Ricardo came to pick Antonio up, and then it was just me and the guy. Since the guy didn't have a ride home, I made the mistake of offering to take him there which was fairly close to where we were. I took him home, and of course went inside with him. We hooked up, and I felt incredibly guilty about it, but at the same time I didn't. I was very conflicted, and as soon as the whole thing was over I just wanted to be out of there. It wasn't one of my wiser moves because not only did I regret it after it happened but I am then informed that the dude was 19 years old! WHAT! That sort of thing so does not enter my mind when someone is in a bar that cards and they are drinking. I had assumed that he was my age. Stupid assumption. It changed everything. First of all I am sick of being decieved about how old people are, secondly I wasn't interested in dating a nineteen year old, and third of all it made me see more clearly that i would like to see if something could happen with Dave. Now we had only gone out on one date, so it's not like I was cheating on him or anything, especialy since he kept cancelling dates, but it just put things in perspective for me.

The next morning I talked to Antonio, and he basically told me that he was pissed at me, but he and Ricardo had decided to give the dating thing a try again. I am not exactly sure what he was pissed about. He was pissed because the guy didn't like him. The guy and I met one another before he even knew Antonio existed, and Antonio told me he didn't find the guy to be that cute anyway. Was this all out of spite? I didn't really understand then why he was making a whole drama about me and the guy liking each other. And the fact that he turned out to be nineteen just made the whole situation worse. Frankly, I had wished I had stayed home and watched a movie that night.
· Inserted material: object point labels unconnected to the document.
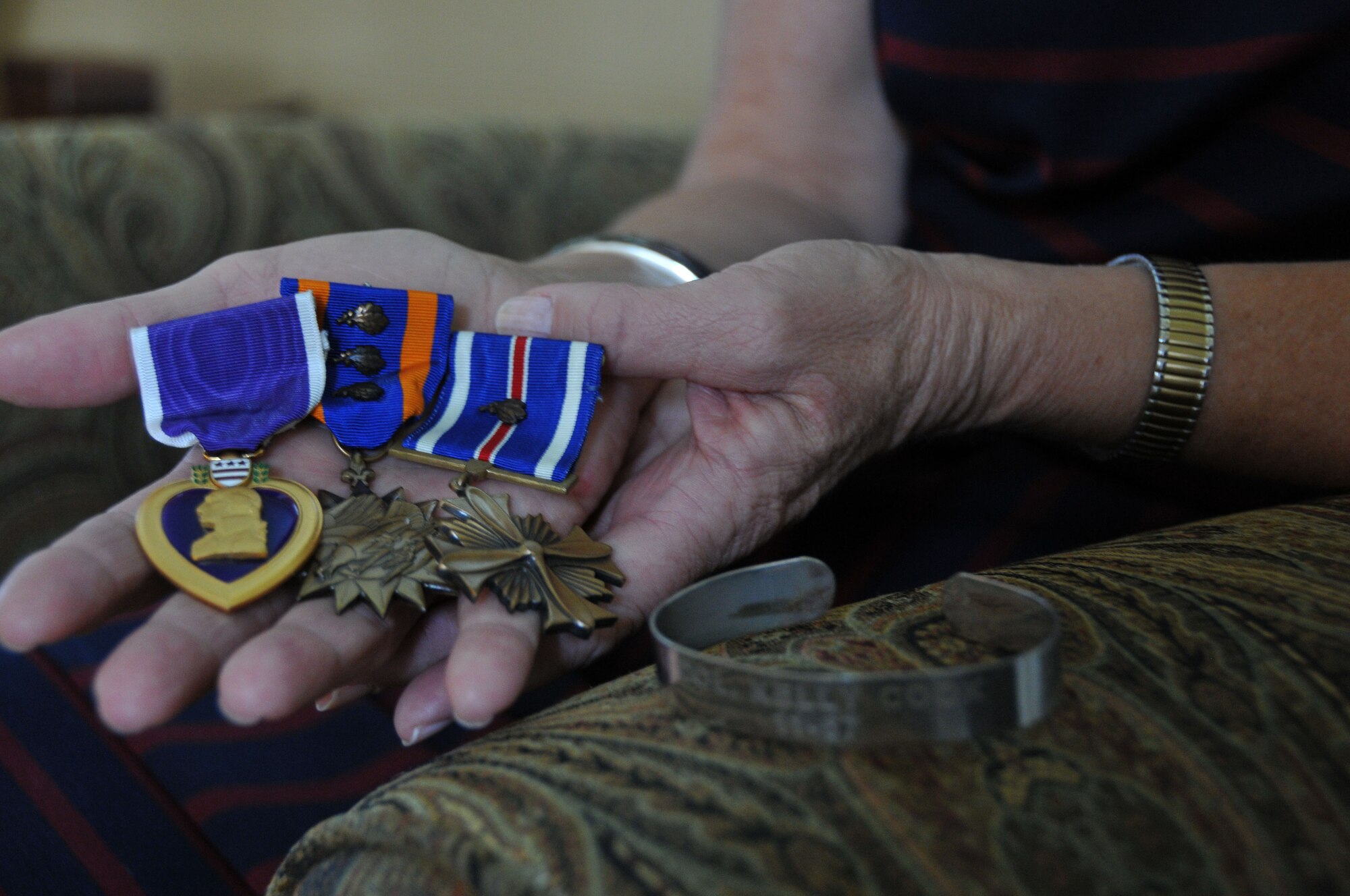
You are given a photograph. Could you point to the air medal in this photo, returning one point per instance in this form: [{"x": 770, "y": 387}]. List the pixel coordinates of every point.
[
  {"x": 227, "y": 381},
  {"x": 388, "y": 358}
]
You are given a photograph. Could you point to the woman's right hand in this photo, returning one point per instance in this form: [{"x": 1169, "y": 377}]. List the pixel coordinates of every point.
[{"x": 277, "y": 656}]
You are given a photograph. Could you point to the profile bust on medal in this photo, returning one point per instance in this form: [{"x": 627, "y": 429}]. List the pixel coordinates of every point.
[{"x": 234, "y": 526}]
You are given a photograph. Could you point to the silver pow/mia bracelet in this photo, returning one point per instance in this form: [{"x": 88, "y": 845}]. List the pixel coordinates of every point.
[
  {"x": 668, "y": 264},
  {"x": 855, "y": 709}
]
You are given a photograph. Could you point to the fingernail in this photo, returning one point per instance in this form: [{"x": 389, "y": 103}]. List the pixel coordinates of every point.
[
  {"x": 342, "y": 697},
  {"x": 526, "y": 316},
  {"x": 473, "y": 727},
  {"x": 423, "y": 732}
]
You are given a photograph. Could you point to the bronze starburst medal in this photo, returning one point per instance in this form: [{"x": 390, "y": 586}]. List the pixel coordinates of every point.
[
  {"x": 516, "y": 410},
  {"x": 526, "y": 562}
]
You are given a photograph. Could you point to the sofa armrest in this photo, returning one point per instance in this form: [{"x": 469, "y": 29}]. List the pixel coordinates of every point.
[{"x": 1201, "y": 747}]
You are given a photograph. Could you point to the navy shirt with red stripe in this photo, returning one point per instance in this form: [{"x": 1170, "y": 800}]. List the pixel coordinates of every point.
[{"x": 1047, "y": 130}]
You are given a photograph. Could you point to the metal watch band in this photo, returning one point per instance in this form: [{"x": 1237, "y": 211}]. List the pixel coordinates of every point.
[
  {"x": 662, "y": 258},
  {"x": 851, "y": 709},
  {"x": 1183, "y": 364}
]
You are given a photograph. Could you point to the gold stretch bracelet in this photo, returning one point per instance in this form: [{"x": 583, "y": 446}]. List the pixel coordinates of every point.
[{"x": 1183, "y": 364}]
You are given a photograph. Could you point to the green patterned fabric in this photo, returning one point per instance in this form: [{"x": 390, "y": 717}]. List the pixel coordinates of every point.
[
  {"x": 95, "y": 211},
  {"x": 1202, "y": 747}
]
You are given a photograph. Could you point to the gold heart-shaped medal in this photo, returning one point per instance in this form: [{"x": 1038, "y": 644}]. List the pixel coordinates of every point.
[{"x": 230, "y": 536}]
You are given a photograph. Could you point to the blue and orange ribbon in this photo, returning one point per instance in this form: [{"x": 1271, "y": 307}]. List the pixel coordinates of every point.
[{"x": 410, "y": 335}]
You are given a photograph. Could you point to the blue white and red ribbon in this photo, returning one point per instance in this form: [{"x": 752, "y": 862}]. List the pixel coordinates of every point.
[
  {"x": 415, "y": 346},
  {"x": 230, "y": 380},
  {"x": 558, "y": 381}
]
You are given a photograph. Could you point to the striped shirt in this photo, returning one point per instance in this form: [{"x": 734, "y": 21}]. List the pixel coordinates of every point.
[{"x": 1062, "y": 132}]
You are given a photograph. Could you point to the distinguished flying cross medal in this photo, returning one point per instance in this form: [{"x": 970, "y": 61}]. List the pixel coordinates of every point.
[
  {"x": 516, "y": 410},
  {"x": 227, "y": 381}
]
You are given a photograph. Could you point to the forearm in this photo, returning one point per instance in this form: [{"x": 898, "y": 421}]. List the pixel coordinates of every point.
[
  {"x": 799, "y": 144},
  {"x": 1083, "y": 342}
]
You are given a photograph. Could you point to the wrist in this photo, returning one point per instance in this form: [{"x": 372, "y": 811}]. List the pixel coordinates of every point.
[
  {"x": 591, "y": 268},
  {"x": 1066, "y": 352}
]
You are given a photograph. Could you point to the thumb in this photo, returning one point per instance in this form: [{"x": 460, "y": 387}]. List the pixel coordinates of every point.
[{"x": 655, "y": 333}]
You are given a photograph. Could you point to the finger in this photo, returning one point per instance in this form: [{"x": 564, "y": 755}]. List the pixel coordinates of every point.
[
  {"x": 84, "y": 578},
  {"x": 425, "y": 708},
  {"x": 173, "y": 659},
  {"x": 607, "y": 443},
  {"x": 310, "y": 652},
  {"x": 492, "y": 659},
  {"x": 654, "y": 333}
]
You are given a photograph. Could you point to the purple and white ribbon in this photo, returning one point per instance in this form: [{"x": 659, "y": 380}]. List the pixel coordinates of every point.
[{"x": 230, "y": 380}]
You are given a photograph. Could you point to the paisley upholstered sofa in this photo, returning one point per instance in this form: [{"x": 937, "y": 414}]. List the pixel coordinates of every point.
[{"x": 1204, "y": 740}]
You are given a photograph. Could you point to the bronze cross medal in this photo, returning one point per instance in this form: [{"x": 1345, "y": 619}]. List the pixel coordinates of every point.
[{"x": 524, "y": 561}]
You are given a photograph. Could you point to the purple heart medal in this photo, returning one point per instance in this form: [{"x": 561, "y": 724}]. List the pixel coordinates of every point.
[{"x": 229, "y": 381}]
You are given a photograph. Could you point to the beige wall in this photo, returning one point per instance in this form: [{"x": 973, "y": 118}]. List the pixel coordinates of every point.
[{"x": 607, "y": 63}]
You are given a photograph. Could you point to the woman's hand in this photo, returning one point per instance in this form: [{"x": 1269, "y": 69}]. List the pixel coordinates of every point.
[
  {"x": 811, "y": 360},
  {"x": 276, "y": 656}
]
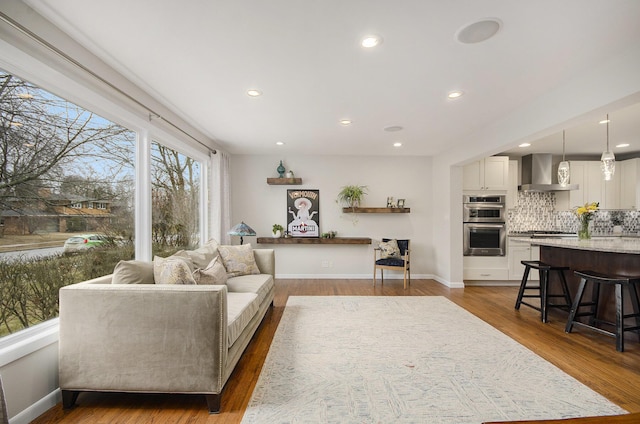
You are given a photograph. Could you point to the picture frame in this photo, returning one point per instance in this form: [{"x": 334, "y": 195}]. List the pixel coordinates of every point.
[{"x": 303, "y": 213}]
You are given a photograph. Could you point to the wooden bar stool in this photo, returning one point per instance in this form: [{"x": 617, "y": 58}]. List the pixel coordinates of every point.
[
  {"x": 597, "y": 279},
  {"x": 543, "y": 288}
]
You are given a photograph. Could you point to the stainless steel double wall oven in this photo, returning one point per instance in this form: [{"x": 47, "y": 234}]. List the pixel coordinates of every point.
[{"x": 484, "y": 225}]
The guy was now stricken from my life, and I continued to feel guilty about that situation with Antonio because I really try to do the right thing, but I was also sort of angry because Antonio basically told me that he stopped the situation just because he could. What is that about? If he didn't even really want the guy, then why was he putting people through nonsense.

Wednesday rolls around, and Dave and I have finally managed to set a lunch date. We go to lunch, and that same ease is there, and there is that same chemistry. In the moment I didn't notice anything different, but in hindsight I guess I can now see that there was a different energy on Dave's part. They do say hindsight is twenty-twenty. The lunch goes splendidly...I offer to pay since Dave paid last time. Dave drives me home...we get into my driveway....and Dave tells me that he thinks that we should just be friends. He isn't feeling the dating vibe anymore. WHAT?!?! Why did we need to go to lunch for you to tell me that, and why didn't you tell me that at lunch so I didn't offer to pay for a lunch that was essentially being used to dump me, for lack of a better word. Yeah. Clearly, I didn't show him that side of my anger. I just said that it was cool. He said something about calling me to hang out, which I'm not holding my breath for, and we parted ways. I was not devestated by this by any means. I was a little disappointed, but it wasn't something that was going to make me sad in the slightest. The worst part about it was that I paid for the lunch!

Now my love life is quiet. There are no prospects, and nothig is going on. I have to say that I am fine with that for a little while. After that month of nonsense it won't be such a bad thing to not have to worry about drama!